Alaska Life

5 ways to face the anxiety and stress of the holidays

As a psychologist, I always brace for the emotional fallout from the holiday season from my patients. But this year could be particularly hard as we enter our second pandemic winter already depleted.

During what we are told should be the happiest time of the year, many struggle with stress and anxiety related to family gatherings, exhaustive preparations, travel and gift buying. Waves of grief tend to come with full force, and holiday blues can put a damper on any enjoyment and rob us of energy and motivation to engage with the world. My patients also describe frequent headaches, sleep problems, and eating and drinking more than they would like to.

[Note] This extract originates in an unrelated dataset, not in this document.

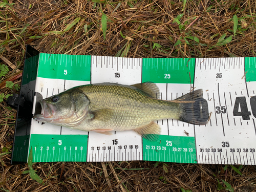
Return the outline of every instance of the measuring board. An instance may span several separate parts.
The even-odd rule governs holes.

Holidays also can exacerbate loneliness. People without a support system of good family or friends might feel especially abandoned during the time when togetherness is a norm. And holidays often make people’s existing psychological challenges worse.

“I hate holidays,” said Stephanie Suesan Smith, a 56-year-old writer in Dallas. “As days get shorter and all the family of origin issues flair up around this time, my depression gets predictably worse.”

She is not alone. A National Alliance of Mentally Ill (NAMI) survey in 2014 found that 64 percent of people with mental illness reported that holidays worsened their conditions.

Here are ways that you can stay resilient this holiday season.

• Temper expectations. No matter how many times we have experienced children’s meltdowns, relatives’ faux pas, burned food or canceled flights, we seem to have unwaveringly high expectations for the holidays.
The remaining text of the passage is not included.